Ela conta que o processo de colocar as histórias no papel — uma parte da orientação da Flup é se inspirar no método de escrita da própria Carolina — passa por um momento de reviver as experiências, o que muitas vezes não é fácil. “Quando é dado abertura para a gente trabalhar essa história, é a hora de sentar, pegar a caneta, e desabafar. Vai contar tudo que aconteceu, detalhar aquilo. Ali na verdade, é viver a realidade pela segunda vez. É tão real, e por isso que estou dizendo que é impossível não chorar. Mas além de estar revivendo, é também viver histórias que não vivi na minha própria pele. Ouvir as amigas contando é também viver as histórias delas. São experiências que motivam a lutar, a não desistir, a não parar. Não desistir do sonho, não desistir da vida. Tem sido muito marcante.”
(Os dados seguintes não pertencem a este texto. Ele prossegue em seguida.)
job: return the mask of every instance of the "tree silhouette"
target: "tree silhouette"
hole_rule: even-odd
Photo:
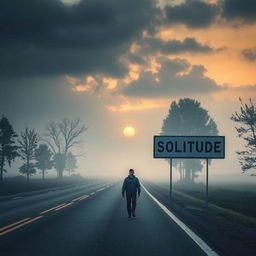
[[[25,163],[20,167],[20,172],[26,174],[27,183],[29,182],[30,175],[36,172],[35,164],[31,161],[35,159],[35,150],[37,148],[37,143],[39,136],[34,129],[25,128],[24,132],[20,134],[21,140],[19,140],[20,148],[19,155],[25,161]]]
[[[3,181],[3,173],[6,172],[6,162],[11,167],[12,161],[19,155],[18,146],[15,145],[16,137],[18,135],[9,120],[3,116],[0,120],[0,182]]]
[[[241,103],[240,112],[235,112],[231,116],[231,120],[241,124],[240,127],[235,128],[238,137],[243,138],[246,142],[246,150],[237,152],[242,171],[245,172],[256,168],[256,108],[251,99],[249,104],[244,104],[241,98],[239,101]]]
[[[63,170],[66,166],[66,156],[62,153],[56,153],[53,155],[53,166],[57,171],[57,177],[62,177]]]
[[[161,135],[217,135],[218,129],[208,111],[194,99],[184,98],[171,103],[167,117],[163,120]],[[202,160],[174,159],[173,164],[180,172],[180,180],[193,182],[202,169]]]
[[[54,153],[54,161],[57,161],[54,166],[57,168],[59,178],[63,176],[68,152],[81,145],[82,140],[79,137],[86,130],[87,128],[81,124],[80,119],[63,118],[47,125],[43,140]]]
[[[76,168],[76,157],[71,152],[68,152],[65,169],[68,171],[69,176],[70,173],[74,172]]]
[[[53,166],[51,160],[52,152],[46,144],[40,144],[35,150],[35,167],[42,171],[42,179],[44,180],[45,171],[49,170]]]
Nesse momento da entrevista, quando a reportagem pede para ela ler um texto de sua autoria, ela vai até o quarto ao lado e traz um caderno, no qual uma de suas cartas destinadas a Carolina Maria de Jesus, cujo alcance, porém, transcende as barreiras do tempo. Na leitura, ela chora e faz chorar.

“Tenho escrito coisas sim”, explica, depois. “Ontem mesmo escrevi duas histórias. Hoje não escrevi ainda, mas vou sentar e escrever. Estou inspirada.”